9/10
An arctic quasi-docudrama/drama that really hits the mark!
13 October 2022
"The Wedding of Palo" (originally "Palos Brudefærd") (1934) is not technically a silent, but it is a film made in Greenland in the form of a docu-drama (though really only a drama with equally as much cultural anthropological/ethnographic feature) which has only a muted overlay of speaking featuring the natural speech of the arctic tribe studied by famed Danish explorer and anthropologist Knud Rasmussen. Nevertheless, the film plays much like a silent, and much of the film IS silent. The "plot" features two young men vying for the hand of the same woman. The "vying" ends up being done by "singing" satirical/sarcastic/insulting rhythmic words, aimed by one man against the other, then the other back against his "foe", though one of the men pulls a knife and... The story really then begins...

What attracted me most was that, though the "antics" and the doings were staged, the rowing of the kayaks in very obviously treacherous waters(!) was simply amazing!! Watching the kayaks and the umyaks being maneuvered in general was quite a treat, and though an obvious part of the lives of these people, is alien to most landlubbers in the middle of the States.
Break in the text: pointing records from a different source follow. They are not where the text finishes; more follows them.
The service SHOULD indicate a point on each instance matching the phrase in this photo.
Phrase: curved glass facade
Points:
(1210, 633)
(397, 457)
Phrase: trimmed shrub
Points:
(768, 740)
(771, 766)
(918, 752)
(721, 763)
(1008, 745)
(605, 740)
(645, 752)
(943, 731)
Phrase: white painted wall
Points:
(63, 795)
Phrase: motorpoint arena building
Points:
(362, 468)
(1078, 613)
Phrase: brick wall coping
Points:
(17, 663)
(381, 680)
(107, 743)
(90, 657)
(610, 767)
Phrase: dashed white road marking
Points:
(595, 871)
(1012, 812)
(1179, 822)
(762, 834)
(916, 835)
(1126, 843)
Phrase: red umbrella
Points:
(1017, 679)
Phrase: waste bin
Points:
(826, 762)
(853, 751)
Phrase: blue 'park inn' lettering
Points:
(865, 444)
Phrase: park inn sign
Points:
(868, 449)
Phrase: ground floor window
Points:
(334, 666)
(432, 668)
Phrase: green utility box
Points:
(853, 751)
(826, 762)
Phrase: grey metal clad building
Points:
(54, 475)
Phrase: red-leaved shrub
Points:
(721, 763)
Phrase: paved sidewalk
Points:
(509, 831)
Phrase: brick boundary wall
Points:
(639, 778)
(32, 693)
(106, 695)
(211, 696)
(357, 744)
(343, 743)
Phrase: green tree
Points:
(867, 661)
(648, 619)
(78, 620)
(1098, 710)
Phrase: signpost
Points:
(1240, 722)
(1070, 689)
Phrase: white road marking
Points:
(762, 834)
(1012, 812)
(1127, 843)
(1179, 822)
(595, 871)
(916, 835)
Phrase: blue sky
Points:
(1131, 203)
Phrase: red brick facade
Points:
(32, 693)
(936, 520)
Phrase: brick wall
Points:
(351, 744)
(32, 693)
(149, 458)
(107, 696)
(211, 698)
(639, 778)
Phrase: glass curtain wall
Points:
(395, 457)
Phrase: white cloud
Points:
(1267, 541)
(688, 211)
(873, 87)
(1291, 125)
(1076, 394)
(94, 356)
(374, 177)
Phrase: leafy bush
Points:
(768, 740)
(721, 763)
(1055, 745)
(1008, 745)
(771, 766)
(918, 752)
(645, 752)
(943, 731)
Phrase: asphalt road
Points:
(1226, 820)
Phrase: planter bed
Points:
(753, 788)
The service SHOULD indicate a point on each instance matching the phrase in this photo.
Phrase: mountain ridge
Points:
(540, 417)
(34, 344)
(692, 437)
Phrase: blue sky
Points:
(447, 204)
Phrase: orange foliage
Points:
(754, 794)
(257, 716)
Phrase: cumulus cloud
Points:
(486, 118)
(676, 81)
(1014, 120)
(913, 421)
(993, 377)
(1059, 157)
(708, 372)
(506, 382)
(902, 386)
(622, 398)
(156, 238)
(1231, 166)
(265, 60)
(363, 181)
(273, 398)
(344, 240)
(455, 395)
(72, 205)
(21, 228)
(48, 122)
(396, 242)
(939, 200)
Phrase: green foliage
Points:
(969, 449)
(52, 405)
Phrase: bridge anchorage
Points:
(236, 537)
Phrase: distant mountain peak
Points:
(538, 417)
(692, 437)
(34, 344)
A bear hunt also occurs among ice floes from a degrading glacier, and the filming is striking and beautifully done. In today's world, you may pull for the bear...

Photographed much like a documentary, the roughness and toughness of the whole (perhaps seemingly antiquated to many modern viewers) actually accentuates the filmography of this early "study", much in the mode of "Nanook of the North", "Eskimo", "The Silent Enemy", and others of the same ilk made in the same time period.

Absolutely worth the watch. This is on the "Nanook of the North" Blu-Ray with other shorts included besides this and "Nanook", released by Flicker Alley. Directed by German director Friedrich Dalsheim.